Auszug aus dem gleichnamigen Buch des Autors

5. Affekte, Moral und Kriegsschuld

Militärische Gewaltanwendung ist eine extreme Grenzüberschreitung. Es ist daher völlig normal und verständlich, dass sie heftigste Affekte hervorruft, darunter nicht nur Mitgefühl mit den Opfern, sondern auch gesteigerte Aggressionsbereitschaft, Kriegsbegeisterung, Hass und Rachegefühle. Das ist menschlich verständlich und gilt auch für Linke. Erinnert sei an den im zweiten Kapitel zitierten Sigmund Freud, dessen »ganze Libido« zu Beginn des Ersten Weltkriegs der k.u.k. Monarchie gehörte.

Aber emanzipatorische Friedenspolitik kann nicht auf Wut und Empörung gründen. Hass und Rache rufen wiederum Hass und Rache hervor und schaukeln sich so wechselseitig immer höher. Und Hass macht blind. Das geflügelte Wort aus Schillers Wallenstein »Der Krieg ernährt den Krieg« gilt gerade auch für seine emotionale Seite. Hinzu kommt, dass all diese negativen Emotionen von kriegstreiberischen Interessen und Profiteuren des Militarismus skrupellos instrumentalisiert werden – meist schon vor dem Krieg, wenn Feindbilder über Jahre hinweg aufgebaut werden und der Gegner entmenschlicht und dämonisiert wird.

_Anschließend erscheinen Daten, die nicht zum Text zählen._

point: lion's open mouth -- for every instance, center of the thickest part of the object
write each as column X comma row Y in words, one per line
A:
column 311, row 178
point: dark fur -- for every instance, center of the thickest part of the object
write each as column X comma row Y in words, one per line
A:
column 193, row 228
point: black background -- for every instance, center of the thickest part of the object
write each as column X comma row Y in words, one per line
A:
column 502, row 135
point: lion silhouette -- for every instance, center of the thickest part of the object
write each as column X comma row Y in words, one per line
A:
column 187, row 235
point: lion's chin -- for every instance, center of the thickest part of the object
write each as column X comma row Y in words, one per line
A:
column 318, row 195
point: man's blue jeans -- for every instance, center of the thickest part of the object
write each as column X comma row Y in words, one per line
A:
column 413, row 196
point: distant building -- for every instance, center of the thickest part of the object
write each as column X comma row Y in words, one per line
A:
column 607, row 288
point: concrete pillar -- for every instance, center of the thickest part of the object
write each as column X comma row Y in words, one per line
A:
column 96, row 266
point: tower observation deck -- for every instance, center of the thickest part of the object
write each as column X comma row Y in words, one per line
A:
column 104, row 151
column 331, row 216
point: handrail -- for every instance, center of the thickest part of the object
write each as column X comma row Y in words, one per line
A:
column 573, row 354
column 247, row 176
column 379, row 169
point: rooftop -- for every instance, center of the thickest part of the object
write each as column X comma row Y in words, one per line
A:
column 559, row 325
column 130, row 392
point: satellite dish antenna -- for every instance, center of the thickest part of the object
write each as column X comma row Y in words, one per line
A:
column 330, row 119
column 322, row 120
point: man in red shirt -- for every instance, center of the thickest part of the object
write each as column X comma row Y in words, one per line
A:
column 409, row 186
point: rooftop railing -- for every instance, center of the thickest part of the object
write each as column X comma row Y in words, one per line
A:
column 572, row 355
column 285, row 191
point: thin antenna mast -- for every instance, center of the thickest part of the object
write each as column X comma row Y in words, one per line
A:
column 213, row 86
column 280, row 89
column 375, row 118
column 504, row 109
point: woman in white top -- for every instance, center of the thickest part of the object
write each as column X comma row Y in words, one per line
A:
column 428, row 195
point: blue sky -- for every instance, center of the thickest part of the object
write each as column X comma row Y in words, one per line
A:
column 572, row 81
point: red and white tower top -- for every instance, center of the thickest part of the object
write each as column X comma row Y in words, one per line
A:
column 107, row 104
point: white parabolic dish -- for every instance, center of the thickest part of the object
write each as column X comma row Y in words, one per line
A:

Demgegenüber kommt es darauf an, dass ein nüchterner, rationaler, analytischer Umgang mit Krieg nicht von überschäumenden Affekten erstickt wird. Schon Antonio Gramsci hat sich mit dem Problem herumgeschlagen. Für ihn ist es generell Aufgabe linker Politik, vom »Fühlen zum Verstehen, zum Wissen« zu gelangen, um handlungsfähig zu werden. Unter den Bedingungen der Vernichtungskraft moderner Militärtechnik und der atomaren Bedrohung hat diese Maxime eine neue Qualität gewonnen. Krieg und Frieden sind eine zu ernste Sache, als dass sie Affekten überlassen werden dürften.

Die praktische Konsequenz für unser Thema besteht darin, bei einem so enorm affektgeladenen Thema wie Krieg sich selbst immer wieder zu fragen, was ist Gefühl und was ist Vernunft in meinen Argumenten. Andernfalls riskiert man, in einer Moralfalle zu landen, d.h. in der Rationalisierung von Affekten in Form moralischer Prinzipien. Selbst Jürgen Habermas, gewiss kein Russlandfreund, beklagt vor diesem Hintergrund »die Selbstgewissheit, mit der in Deutschland die moralisch entrüsteten Ankläger« gegen Diplomatie und Verhandlungen auftreten (Süddeutsche Zeitung, 29.4. 2022, S. 12).

Moral und Doppelmoral


Um Missverständnissen vorzubeugen: Es geht hier nicht darum, Moral prinzipiell in Frage zu stellen. Als normative Orientierung, als Kompass für die Richtung, in die politische Praxis entwickelt wird, ist sie nicht nur legitim, sondern unabdingbar. Insofern ist Moral eine notwendige, aber keine hinreichende Bedingung, um die Welt zu verstehen und zu gestalten. In unserem Kontext ist z.B. das Friedensgebot der UN-Charta eine solche Norm, sowie die Verpflichtung, wenn es zum Krieg gekommen ist, diesen so schnell wie möglich durch »friedliche Beilegung des Konfliktes zwischen der Russischen Föderation und der Ukraine durch politischen Dialog, Verhandlungen, Vermittlung und andere friedliche Mittel« zu beenden, wie es in der Resolution der UNO-Vollversammlung vom März 2022 heißt, in der 143 Mitgliedsstaaten den russischen Einmarsch verurteilen.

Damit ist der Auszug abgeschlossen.